In den Statistiken der Wirtschaftsbehörde, die Monat für Monat die Zahl der zugelassenen Taxis dokumentiert, finden sich bislang nur vage Hinweise auf eine solche Entwicklung. Die Größe der elfenbeinfarbenen Flotte verändert sich seit jeher wellenförmig. Anfang der 2000er-Jahre wurde mit fast 4000 Wagen der Höchststand erreicht, Mitte 2017 mit 3061 Taxis der bislang niedrigste Wert. Danach ging es erstmal wieder aufwärts. Ende März 2019 – zwei Wochen bevor Moia startete – gab es 3196 Wagen, Ende Januar 2020 waren es 3169. Das liegt noch im Bereich der üblichen Schwankungen, könnte aber auch der Beginn eines Schrumpfungsprozesses sein.
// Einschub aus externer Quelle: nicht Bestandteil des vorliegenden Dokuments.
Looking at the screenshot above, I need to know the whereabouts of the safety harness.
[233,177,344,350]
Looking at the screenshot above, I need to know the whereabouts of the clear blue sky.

Taxifahrer haben 22,5 Millionen Passagiere
Sicher ist: Die neuen Konkurrenten kosten die Taxi-Unternehmen Umsatz. „Zwischen fünf und zehn Prozent“, sagen die Verbandschefs Brüggmann und Aktas. Nach beider Einschätzung ist das zum geringeren Teil auf Moia zurückzuführen. Die VW-Tochter ist mit ihren derzeit 330 Kleinbussen und bislang mehr als 1,6 Millionen transportierten Passagieren zwar der mit Abstand größte Konkurrent.
Doch er wildert gar nicht so stark im Taxifahrer-Revier mit nach jüngsten Zahlen etwa 15 Millionen Fahrten und geschätzten 22,5 Millionen Passagieren pro Jahr. Moia gewinnt viele Kunden, die sich ein Taxi nicht leisten können oder wollen und bereit sind, bei einer etwas längeren Fahrt mit fremden Mitfahrern im Kleinbus zu sitzen.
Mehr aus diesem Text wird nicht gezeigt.